The table gasped. Alexander choked on his chrysanthemum tea. 

**Cousin Kyle** (failed crypto bro): "Must be nice living off Mommy's money." 

*iPhone #2 fired:* **"Jealousy's a disease. Get well soon! 💋"** 

**Grandma Sterling** (matriarch, 90, sharper than her steak knife): "Isabella's *engaged* to Lucian Vaughn. You still single?" 

Sophia's fingers hovered over iPhone #3… then paused. Locking eyes with the family's frosty patriarch, she smiled. "Why marry a Vaughn when I *am* the fortune?" 

The room plunged into silence, broken only by the director's muffled snort. 

**Live Chat Erupted:** 

[MIC DROP.] 

[SHE'S NOT WRONG.] 

[ISABELLA'S WHOLE MAN COULDN'T AFFORD SOPHIA'S SHOES.] 

**Meanwhile: Isabella's Crumbling Empire** 

On a soundstage across town, Isabella Montgomery botched her ninth take of a tearful confession scene. 

"*Cut!*" the director snapped. "Your 'grief' looks like indigestion!" 

Isabella's phone buzzed with a *Career Spotlight* alert: 1.2M viewers on Sophia's feed vs. her dwindling 200K. 

"Let's try again," she hissed, nails carving half-moons into her palms. 

But her co-star, a has-been heartthrob, yawned. "Can we wrap? I'm missing the Sterling shitstorm." 
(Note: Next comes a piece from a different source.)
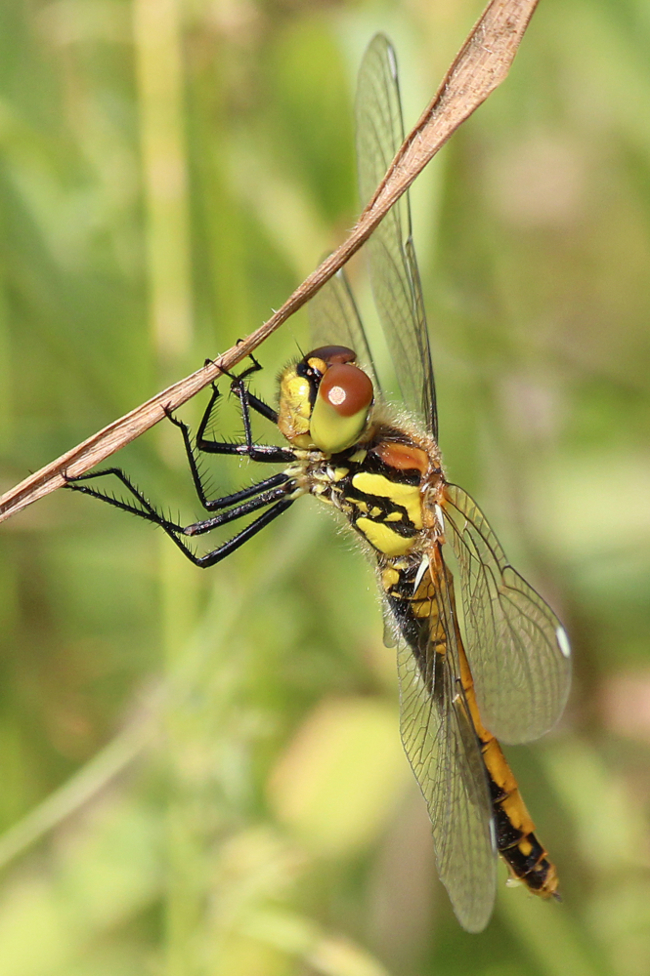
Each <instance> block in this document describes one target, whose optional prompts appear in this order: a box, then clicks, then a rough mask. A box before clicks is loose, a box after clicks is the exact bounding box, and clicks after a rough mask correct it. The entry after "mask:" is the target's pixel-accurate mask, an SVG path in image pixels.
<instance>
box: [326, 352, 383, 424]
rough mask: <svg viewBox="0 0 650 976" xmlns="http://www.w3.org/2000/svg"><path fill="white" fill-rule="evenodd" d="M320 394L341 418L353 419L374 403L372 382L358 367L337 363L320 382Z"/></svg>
mask: <svg viewBox="0 0 650 976" xmlns="http://www.w3.org/2000/svg"><path fill="white" fill-rule="evenodd" d="M318 393H319V396H321V397H323V399H324V400H326V401H327V402H328V403H329V404H330V405H331V406H332V407H333V408H334V409H335V410H336V412H337V414H338V415H339V416H340V417H352V416H354V415H355V414H357V413H359V412H360V411H361V410H366V409H367V408H368V407H369V406H370V404H371V403H372V381H371V380H370V377H369V376H368V375H367V374H366V373H364V371H363V370H362V369H359V367H358V366H352V365H351V364H350V363H335V364H334V365H333V366H330V368H329V369H328V370H327V372H326V373H325V375H324V376H323V378H322V380H321V381H320V386H319V388H318Z"/></svg>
As the crew scrambled to hide their smirk-grimaces, Isabella's agent pulled her aside. "We need damage control. Maybe a… *humble* interview?" 

Isabella's smile turned feral. "Humble? I'll show them *humble*." 

**Epilogue: The New Rules** 

Back at the hotpot battleground, Sophia speared a wagyu slice, her relatives reduced to seething silence. Alexander squeezed her hand under the table, pride radiating like a supernova. 

"To family," Grandma Sterling toasted, her crystal glass trembling. 

"To *evolving*," Sophia countered, clinking her flute against the old woman's with a smirk. 

As the crew packed up, the director murmured, "You know they'll edit this into a redemption arc, right?" 

Sophia shrugged, texting her mother: *"Survived. Send bail money."* 

Eleanor's reply was instant: *"$1M deposited. Burn the evidence."* 

In the Sterling universe, love wasn't just blind—it was loaded.